See the sql example in full here.

Views

Current View

To identify the most current record we must find out the most recent dss_start_datetime for a hub/link_key.

SELECT *
FROM  sat_demo
INNER JOIN (
          SELECT
                 hub_product_key AS hub_product_key
                ,MAX(dss_start_datetime) AS dss_start_datetime
          FROM   [sat_demo] AS sat_demo
          GROUP BY
                 hub_product_key
  ) AS current_rows
      ON  current_rows.hub_product_key = sat.hub_product_key
      AND current_rows.dss_start_datetime = sat.dss_start_datetime

 Timeline View

Currently there are 4 columns supported:

  • dss_start_datetime
  • dss_end_datetime
  • dss_effectivity_datetime
  • dss_expiry_datetime

Currently I’m not sure what will the first dss_start_datetime be.
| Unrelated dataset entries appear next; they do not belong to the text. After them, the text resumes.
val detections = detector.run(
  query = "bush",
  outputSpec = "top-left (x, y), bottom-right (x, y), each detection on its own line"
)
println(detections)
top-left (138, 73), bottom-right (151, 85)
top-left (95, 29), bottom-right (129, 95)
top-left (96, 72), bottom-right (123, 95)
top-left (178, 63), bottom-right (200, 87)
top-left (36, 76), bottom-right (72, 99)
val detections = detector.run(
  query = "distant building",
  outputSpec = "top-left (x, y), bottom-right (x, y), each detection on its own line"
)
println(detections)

I added an extended property to define it. It will calculate the first dss_start_datetime with the following query:

CASE WHEN LAG(dss_start_datetime,1,NULL) OVER (PARTITION BY hub/link_key ORDER BY dss_start_datetime) IS NULL THEN '0001-01-01 ELSE dss_start_datetime END

Add dss_end_datetime as a column without a source column definition.

The template will calculate it with the following query:

LEAD(DATEADD(ns,-100,dss_start_datetime),1,'9999-12-31') OVER ( PARTITION BY hub/link_key ORDER BY dss_start_datetime )

The other 2 columns exist, but are not perfect yet. I need to learn more about bi-temporal stuff to get it right.

Implementation

Download from the template section the following templates for WhereScape written in Pebble:

  • nu3_sqlserver_procedure_sat
  • nu3_sqlserver_block_select_sat
  • nu3_sqlserver_ddl_view_sat_current
  • nu3_sqlserver_ddl_view_sat_timeline

There is not much to do to set it up. Just select the template. That’s it.